Parasited Pon — [portable]

Create friction. Remove your credit card from one-click shopping. Set an auto-reply for after-hours work emails: "I am currently offline. Your message will be read during business hours." Put a physical sticky note on your monitor that says: "ARE THEY FEEDING ON ME?"

Being a is not a permanent condition. It is a diagnosis. You have value. You have energy. You have time. And none of those things are infinite.

After interacting with them, you feel exhausted, anxious, or guilty—even if nothing "bad" happened. The extraction method: Attention and empathy. The cure: The "Gray Rock" method. Become boring. Give one-word answers. Stop feeding the leech your emotional plasma. Parasite #2: The Subscription Trap (The Pon of Finance) Modern software has perfected the art of the slow drain. You sign up for a free trial of a video editor. You use it once. Three years later, $479 has vanished from your bank account in $11.99 increments. You don't even own the software; you rented a ghost. parasited pon

The word "Pon" comes from an old creole term for a vessel or a container—a thing meant to hold value. When you become a "Parasited Pon," you are the vessel. And something else is drinking from you without your consent.

That family member who only calls when they need emotional triage? Parasite. Benefit (relief of anxiety). Host harmed (your energy drops after every call). Create friction

You pick up your phone to check the weather and look up 45 minutes later having watched a man deep-fry a grilled cheese. You feel empty. The extraction method: Dopamine hacking. The cure: Scheduled "low-information" days. Delete the apps, keep the accounts. Use a browser blocker. Parasite #4: The Job That Loves You Too Much (The Pon of Labor) The "we are family" workplace. You work late. You answer emails on Sunday. You take on "stretch assignments" without a raise. The company profits. You get a pizza party and a "great job" sticker. You are being parasitized by corporate culture that mistakes endurance for loyalty.
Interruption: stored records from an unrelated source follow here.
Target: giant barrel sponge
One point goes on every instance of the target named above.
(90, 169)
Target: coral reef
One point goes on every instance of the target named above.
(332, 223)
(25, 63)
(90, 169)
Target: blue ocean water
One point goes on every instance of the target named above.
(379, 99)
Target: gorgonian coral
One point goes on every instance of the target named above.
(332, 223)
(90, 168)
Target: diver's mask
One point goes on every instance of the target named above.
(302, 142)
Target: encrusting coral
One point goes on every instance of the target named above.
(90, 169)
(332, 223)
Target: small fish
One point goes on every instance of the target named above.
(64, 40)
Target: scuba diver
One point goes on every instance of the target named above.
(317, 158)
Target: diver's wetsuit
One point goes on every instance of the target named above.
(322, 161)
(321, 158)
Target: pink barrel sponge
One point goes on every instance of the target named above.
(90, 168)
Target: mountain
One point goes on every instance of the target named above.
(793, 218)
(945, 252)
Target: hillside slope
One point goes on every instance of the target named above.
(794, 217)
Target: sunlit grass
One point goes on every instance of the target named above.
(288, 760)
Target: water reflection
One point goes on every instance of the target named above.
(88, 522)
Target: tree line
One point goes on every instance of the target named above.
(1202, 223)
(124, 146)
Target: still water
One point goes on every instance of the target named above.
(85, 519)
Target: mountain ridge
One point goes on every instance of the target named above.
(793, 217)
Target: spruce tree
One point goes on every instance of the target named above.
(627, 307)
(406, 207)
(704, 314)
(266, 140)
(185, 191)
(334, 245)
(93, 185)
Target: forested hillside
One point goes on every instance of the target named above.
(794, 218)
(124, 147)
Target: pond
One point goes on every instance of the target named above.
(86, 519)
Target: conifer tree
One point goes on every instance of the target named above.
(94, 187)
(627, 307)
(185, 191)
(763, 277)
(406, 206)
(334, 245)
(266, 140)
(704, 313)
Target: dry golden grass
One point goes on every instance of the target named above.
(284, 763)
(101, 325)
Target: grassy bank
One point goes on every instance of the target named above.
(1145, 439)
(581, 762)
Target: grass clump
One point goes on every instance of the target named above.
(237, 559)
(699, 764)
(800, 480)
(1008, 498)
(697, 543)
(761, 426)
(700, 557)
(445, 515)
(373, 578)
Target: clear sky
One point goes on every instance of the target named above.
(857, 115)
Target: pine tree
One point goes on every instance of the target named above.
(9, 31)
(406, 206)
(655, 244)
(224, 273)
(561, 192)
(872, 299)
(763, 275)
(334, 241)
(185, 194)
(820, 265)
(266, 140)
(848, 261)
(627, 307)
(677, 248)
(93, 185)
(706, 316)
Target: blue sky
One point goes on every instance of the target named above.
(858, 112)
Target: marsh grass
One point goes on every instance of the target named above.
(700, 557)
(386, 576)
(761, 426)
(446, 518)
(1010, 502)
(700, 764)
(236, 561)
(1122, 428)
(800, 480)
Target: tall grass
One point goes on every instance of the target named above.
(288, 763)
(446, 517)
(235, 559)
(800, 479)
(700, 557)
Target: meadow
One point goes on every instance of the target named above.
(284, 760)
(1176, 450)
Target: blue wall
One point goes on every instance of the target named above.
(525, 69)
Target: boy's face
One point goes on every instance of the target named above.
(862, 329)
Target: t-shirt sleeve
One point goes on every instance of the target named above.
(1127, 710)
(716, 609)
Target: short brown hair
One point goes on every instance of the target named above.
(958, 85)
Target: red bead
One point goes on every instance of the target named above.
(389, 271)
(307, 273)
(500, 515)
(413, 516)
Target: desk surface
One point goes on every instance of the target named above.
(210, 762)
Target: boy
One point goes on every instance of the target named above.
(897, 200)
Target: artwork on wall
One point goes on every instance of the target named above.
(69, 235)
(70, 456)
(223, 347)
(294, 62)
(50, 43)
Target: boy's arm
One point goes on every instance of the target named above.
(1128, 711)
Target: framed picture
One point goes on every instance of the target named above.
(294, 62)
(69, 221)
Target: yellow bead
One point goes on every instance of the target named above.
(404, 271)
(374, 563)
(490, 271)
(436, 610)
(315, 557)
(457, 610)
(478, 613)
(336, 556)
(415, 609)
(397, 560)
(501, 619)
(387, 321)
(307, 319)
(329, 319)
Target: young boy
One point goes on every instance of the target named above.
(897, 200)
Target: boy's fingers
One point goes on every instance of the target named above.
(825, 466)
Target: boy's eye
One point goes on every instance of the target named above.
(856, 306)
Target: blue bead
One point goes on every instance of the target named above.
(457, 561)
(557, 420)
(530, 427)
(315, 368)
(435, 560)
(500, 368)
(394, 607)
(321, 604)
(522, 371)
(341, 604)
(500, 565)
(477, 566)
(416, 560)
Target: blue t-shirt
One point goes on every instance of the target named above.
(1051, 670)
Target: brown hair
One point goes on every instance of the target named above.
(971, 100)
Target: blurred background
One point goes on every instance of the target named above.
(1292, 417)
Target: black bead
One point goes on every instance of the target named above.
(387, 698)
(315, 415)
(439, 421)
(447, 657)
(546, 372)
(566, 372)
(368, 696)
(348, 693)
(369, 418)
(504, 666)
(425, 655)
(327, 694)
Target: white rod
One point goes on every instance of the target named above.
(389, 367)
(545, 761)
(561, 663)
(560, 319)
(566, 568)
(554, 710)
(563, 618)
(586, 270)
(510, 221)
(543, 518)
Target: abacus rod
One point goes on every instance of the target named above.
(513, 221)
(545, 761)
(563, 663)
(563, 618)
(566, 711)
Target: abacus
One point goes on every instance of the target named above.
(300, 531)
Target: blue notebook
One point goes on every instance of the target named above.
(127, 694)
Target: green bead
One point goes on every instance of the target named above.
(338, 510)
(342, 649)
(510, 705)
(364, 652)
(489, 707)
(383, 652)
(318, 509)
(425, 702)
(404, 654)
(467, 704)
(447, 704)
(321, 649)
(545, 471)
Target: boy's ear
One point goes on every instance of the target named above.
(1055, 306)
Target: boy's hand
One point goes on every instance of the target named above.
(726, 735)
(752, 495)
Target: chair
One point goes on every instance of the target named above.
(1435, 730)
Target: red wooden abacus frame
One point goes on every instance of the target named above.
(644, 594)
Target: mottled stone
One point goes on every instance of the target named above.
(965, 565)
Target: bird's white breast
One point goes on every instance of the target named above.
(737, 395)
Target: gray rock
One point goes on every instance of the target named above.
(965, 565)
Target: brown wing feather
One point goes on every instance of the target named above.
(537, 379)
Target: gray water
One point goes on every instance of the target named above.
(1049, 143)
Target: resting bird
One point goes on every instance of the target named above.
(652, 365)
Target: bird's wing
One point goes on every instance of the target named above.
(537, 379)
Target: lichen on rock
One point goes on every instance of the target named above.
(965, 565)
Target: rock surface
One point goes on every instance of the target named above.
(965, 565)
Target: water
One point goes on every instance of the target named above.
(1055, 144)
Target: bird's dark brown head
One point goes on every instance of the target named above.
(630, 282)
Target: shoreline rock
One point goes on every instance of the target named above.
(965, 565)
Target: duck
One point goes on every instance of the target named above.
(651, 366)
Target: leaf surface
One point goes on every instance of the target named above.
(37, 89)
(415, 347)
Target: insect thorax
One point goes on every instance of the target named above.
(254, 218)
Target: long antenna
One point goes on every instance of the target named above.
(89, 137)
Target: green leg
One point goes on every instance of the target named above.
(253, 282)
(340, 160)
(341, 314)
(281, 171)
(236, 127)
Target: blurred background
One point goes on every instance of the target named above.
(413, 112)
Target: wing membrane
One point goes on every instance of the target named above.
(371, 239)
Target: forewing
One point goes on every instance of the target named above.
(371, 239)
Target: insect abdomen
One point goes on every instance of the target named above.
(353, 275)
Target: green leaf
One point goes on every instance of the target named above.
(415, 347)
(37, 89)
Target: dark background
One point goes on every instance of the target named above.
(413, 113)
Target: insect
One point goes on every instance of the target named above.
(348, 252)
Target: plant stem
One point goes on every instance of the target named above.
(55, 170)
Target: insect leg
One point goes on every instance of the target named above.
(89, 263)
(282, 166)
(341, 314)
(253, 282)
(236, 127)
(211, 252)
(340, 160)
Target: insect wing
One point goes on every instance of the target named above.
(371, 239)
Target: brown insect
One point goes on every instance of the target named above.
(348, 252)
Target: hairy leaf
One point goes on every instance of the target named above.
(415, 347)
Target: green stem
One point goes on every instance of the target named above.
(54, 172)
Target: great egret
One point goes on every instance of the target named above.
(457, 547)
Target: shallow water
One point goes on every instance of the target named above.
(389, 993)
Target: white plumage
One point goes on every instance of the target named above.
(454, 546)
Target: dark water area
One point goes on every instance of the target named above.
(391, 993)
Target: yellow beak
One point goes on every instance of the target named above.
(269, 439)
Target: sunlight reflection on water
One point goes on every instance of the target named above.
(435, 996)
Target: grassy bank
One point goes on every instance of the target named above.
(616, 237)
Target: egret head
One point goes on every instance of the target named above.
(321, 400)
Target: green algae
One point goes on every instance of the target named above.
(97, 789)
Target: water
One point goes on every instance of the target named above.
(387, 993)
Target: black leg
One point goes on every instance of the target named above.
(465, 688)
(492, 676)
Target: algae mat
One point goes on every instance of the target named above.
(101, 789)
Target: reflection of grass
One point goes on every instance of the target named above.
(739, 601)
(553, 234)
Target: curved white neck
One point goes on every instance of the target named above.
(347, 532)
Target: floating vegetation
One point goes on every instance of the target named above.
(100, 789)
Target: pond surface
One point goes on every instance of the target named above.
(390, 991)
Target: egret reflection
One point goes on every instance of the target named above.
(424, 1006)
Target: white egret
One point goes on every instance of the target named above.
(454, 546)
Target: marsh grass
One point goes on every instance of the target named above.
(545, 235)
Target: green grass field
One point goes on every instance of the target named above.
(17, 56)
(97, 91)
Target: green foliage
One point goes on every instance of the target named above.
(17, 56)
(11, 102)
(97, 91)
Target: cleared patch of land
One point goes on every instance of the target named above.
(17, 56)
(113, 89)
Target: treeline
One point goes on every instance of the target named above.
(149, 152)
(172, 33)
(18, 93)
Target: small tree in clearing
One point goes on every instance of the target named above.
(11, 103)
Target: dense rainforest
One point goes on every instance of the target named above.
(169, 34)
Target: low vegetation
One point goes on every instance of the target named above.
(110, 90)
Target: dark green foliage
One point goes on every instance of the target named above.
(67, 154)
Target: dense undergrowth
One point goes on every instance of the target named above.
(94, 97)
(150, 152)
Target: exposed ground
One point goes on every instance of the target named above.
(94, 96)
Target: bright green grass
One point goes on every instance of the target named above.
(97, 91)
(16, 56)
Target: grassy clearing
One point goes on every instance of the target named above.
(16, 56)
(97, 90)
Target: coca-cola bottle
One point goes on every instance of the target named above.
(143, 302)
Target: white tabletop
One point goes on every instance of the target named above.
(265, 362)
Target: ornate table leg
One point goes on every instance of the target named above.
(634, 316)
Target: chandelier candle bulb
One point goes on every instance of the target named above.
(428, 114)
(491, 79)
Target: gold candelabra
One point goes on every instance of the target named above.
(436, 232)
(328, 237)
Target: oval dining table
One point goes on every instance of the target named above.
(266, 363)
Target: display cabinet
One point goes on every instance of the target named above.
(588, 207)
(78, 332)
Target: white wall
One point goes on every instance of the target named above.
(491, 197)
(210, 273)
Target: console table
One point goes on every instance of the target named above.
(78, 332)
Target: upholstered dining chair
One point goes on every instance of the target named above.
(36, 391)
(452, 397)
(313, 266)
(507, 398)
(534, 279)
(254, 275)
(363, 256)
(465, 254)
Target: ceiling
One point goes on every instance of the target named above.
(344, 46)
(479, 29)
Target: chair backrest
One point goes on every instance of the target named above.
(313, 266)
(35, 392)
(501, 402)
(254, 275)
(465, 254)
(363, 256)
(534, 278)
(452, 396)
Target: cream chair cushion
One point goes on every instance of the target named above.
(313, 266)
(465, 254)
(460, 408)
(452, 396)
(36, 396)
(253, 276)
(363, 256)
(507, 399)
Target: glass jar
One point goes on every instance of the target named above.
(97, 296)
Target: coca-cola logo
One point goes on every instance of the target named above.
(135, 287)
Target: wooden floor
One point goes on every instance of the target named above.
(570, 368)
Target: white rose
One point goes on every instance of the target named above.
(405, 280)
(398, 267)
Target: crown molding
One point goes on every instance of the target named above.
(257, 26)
We have a word for the obvious leeches. We call them scammers, toxic friends, deadbeat partners, or corporate overlords. But what about the invisible ones? The ones that don’t take a bite—they slowly siphon your life force until you wake up one day feeling hollow, broke, and confused. Your message will be read during business hours

The occurs when you fail to recognize that you are the only one contributing to the relationship—whether that relationship is with a person, an app, a job, or a belief system. The Golden Rule of the Pon: If you are the only one bleeding, you are the host. Stop asking what you did wrong and start asking what is feeding on you. Part 2: The Four Horsemen of the Parasited Pon Let’s categorize the drains. See if you recognize any of these in your own vessel. Parasite #1: The Emotional Vampire (The Pon of Psyche) This is the classic "friend" who uses you as a garbage dump. They never ask about your life. They interrupt your victories to talk about their tragedies. They leave you feeling like you just ran a marathon after a 15-minute coffee chat.